Going Back to School at 50

Do you miss the sound of sneakers on squeaky floors? Are you dreaming of the days when you pored over textbooks or spent hours cramming for a test?

Well, it doesn’t have to be a dream anymore. You might be older than the typical freshman, but college is for everyone, and you can get yourself an education at any time and any point in your life. If you’re thinking about going back to school as a “non-traditional” student at age 50, consider this your guide to surviving college even after you’re over the hill.


There’s probably a reason you want to go to school at your age, but that doesn’t mean you can’t reap other benefits while pursuing your main goal. You’ll enjoy many perks by becoming a student again.

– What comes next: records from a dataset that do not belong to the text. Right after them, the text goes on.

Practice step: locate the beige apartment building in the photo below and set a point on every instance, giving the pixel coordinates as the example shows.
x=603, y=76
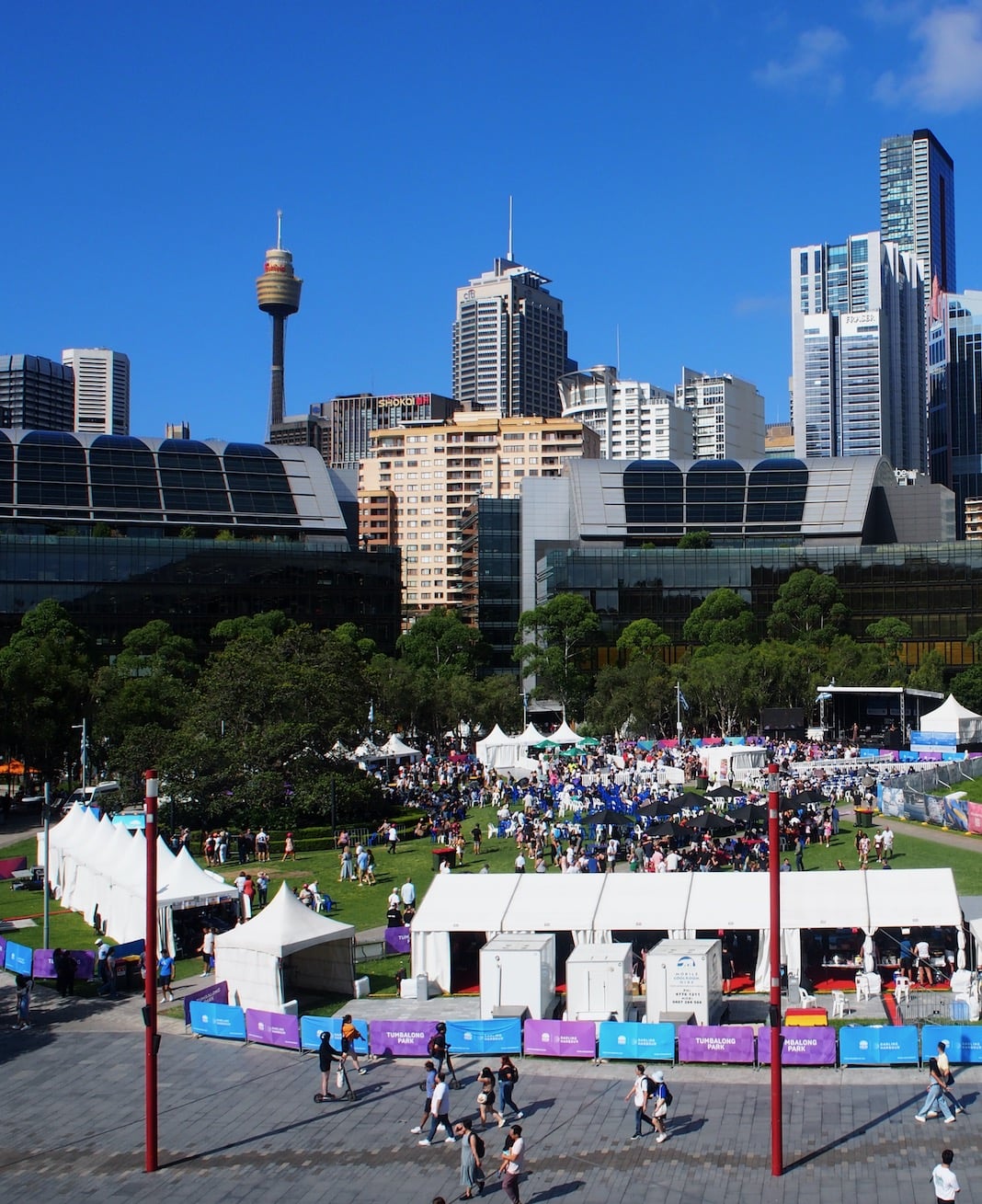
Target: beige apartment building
x=421, y=477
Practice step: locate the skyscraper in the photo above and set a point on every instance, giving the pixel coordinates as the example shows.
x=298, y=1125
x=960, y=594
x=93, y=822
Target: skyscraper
x=509, y=343
x=36, y=394
x=101, y=389
x=917, y=202
x=860, y=385
x=278, y=294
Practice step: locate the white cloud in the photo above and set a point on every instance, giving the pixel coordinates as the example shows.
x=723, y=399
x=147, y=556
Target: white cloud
x=949, y=74
x=810, y=63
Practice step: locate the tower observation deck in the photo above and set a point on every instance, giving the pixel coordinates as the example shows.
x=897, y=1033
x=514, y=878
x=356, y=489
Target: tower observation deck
x=278, y=294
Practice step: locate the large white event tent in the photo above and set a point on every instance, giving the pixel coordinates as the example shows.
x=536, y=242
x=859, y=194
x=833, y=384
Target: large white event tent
x=283, y=950
x=599, y=908
x=97, y=866
x=952, y=717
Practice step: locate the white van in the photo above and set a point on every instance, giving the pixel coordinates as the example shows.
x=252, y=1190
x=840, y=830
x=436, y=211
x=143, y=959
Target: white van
x=102, y=795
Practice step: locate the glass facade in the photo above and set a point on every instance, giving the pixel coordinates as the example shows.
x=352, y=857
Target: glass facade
x=934, y=588
x=113, y=585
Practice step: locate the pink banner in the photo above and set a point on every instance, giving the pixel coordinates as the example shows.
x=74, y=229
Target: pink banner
x=8, y=865
x=560, y=1038
x=801, y=1047
x=272, y=1028
x=400, y=1038
x=715, y=1043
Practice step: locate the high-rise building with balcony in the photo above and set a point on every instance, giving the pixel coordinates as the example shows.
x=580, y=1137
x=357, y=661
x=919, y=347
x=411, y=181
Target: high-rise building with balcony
x=36, y=394
x=101, y=389
x=509, y=343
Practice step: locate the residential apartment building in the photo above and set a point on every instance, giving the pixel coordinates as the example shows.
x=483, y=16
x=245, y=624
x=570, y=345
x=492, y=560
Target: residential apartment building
x=421, y=477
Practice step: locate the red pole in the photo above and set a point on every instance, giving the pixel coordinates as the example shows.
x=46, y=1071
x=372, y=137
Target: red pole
x=774, y=872
x=151, y=957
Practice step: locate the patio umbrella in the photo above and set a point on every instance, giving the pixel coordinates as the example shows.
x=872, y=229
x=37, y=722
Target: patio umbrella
x=709, y=821
x=725, y=791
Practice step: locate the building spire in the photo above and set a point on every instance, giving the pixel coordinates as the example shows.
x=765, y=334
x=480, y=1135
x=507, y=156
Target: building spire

  • You’ll increase your knowledge of the world. You’ll become smarter and more well-informed about the subjects you’re interested in, and you can apply that knowledge to everything from your career to your personal hobbies.
  • You’ll fill your schedule with classes, lectures, labs, events, clubs, seminars, workshops and study groups. If you’ve ever felt lonely as an aging adult, going back to college will perk you right back up.
  • You’ll boost your self-esteem as you set a goal and work hard to achieve it. People always feel happier when they’re productive, and you’ll feel a real sense of accomplishment in passing your classes and maybe even getting a degree.
  • You’ll inspire your family with your commitment to education. You’ll show your children and grandchildren that school is important and that dreams can be achieved at any age. You’ll be a good role model for them.


There are pros and cons for everything in life, here are just a few of the challenges you might face.

  • You might feel isolated socially if you’re attending a very “young” school. You might have trouble staying motivated during times of doubt, stress and failure.
  • If you haven’t been in school for a long time, you might need to take remedial classes to prepare for bigger ones. This is especially true for subjects like math where you can’t take algebra until you know fractions. It will cost more money and take more time to get your degree.
  • If you aren’t good with technology, you might feel left behind by the way that students and teachers depend on things like computers and the Internet. You’ll need to get comfortable sending emails and checking grades online if you want to keep up with everyone else.

How should I plan?

The first question to ask yourself is about your goals. What are you hoping to accomplish by going to school? If you want a degree, you’ll need to enroll in specific classes and collect a certain number of credits. If you’re just taking French for fun, you’ll still need to fit your baguettes into your schedule.

Payment is another thing to consider. How will you afford your new courses? You might have several options depending on the college in question.

  • Grants and loans might be available to students under a certain income bracket.
  • You might be able to arrange payment plans with the school. You’ll pay a certain dollar amount each month instead of paying full price all at once.
  • Some colleges offer tuition waivers for senior citizens, but you might need to meet their age, income or residency requirements to qualify.

Once you choose a school, talk to their financial aid department to learn more about paying for college. They answer these questions every day, so don’t be shy about asking them. It’s better to figure out your finances in advance than be surprised by a huge bill down the line.

See also:  Going Back to School at 25

50 Today!!! You Can't Turn Back The Clock...But You Can Wind It Back Again!!

What should I expect?

Planning for college and actually walking into college are two different things, especially for a 50-year-old student, after a long time away. There might be an adjustment period before you’re ready to dive back in. Here are a few tips for getting back in the groove.

  • Attend any orientation or “new student” events hosted by your school. These are usually held before the semester starts, and volunteers will give tours, hand out leaflets and answer questions about the upcoming year.
  • Talk to your professors before or after class. This is especially important if you need special accommodation for seeing, hearing or participating in class discussions. Make your concerns known, but don’t do it in the middle of a lecture. This takes up valuable time for other students. Wait to speak to your professor in private.
  • Find classmates with similar interests and personalities. Don’t try to force a friendship with the immature 18-year-olds goofing off in the back row. Find people you have something in common with, like other parents or serious students.

How do I pass my courses?

Don’t be discouraged if it takes you awhile to get back in the groove of quizzes and homework assignments. It isn’t easy for anyone, not even the kids who are used to it, so it’s understandable that an older student would have added difficulties. You just need to re-learn good studying habits.

  • Take notes. They don’t have to be with a traditional pen and paper! If you have trouble keeping up with your professor’s motor mouth, ask if you can record their lectures, or ask if their lectures are also available on PowerPoint.
  • Use mnemonic devices. These are memory tricks that will help you retain information through fun little words and phrases. For example, many people use Roy G. Biv to remember the colors of a rainbow.
  • Plan ahead. Most professors hand out a syllabus at the beginning of a semester, so you should know well in advance when a test is coming up or when a book needs to be finished. Don’t let anything sneak up on you.
See also:  Going Back to School at 40

These are just a few things to consider if you’re thinking about going to school as a 50-year-old student. Remember, it’s never too late for self-improvement. You can take and enjoy college classes at any age, so don’t be afraid to call some schools in your area and see what’s out there. You never know until you try!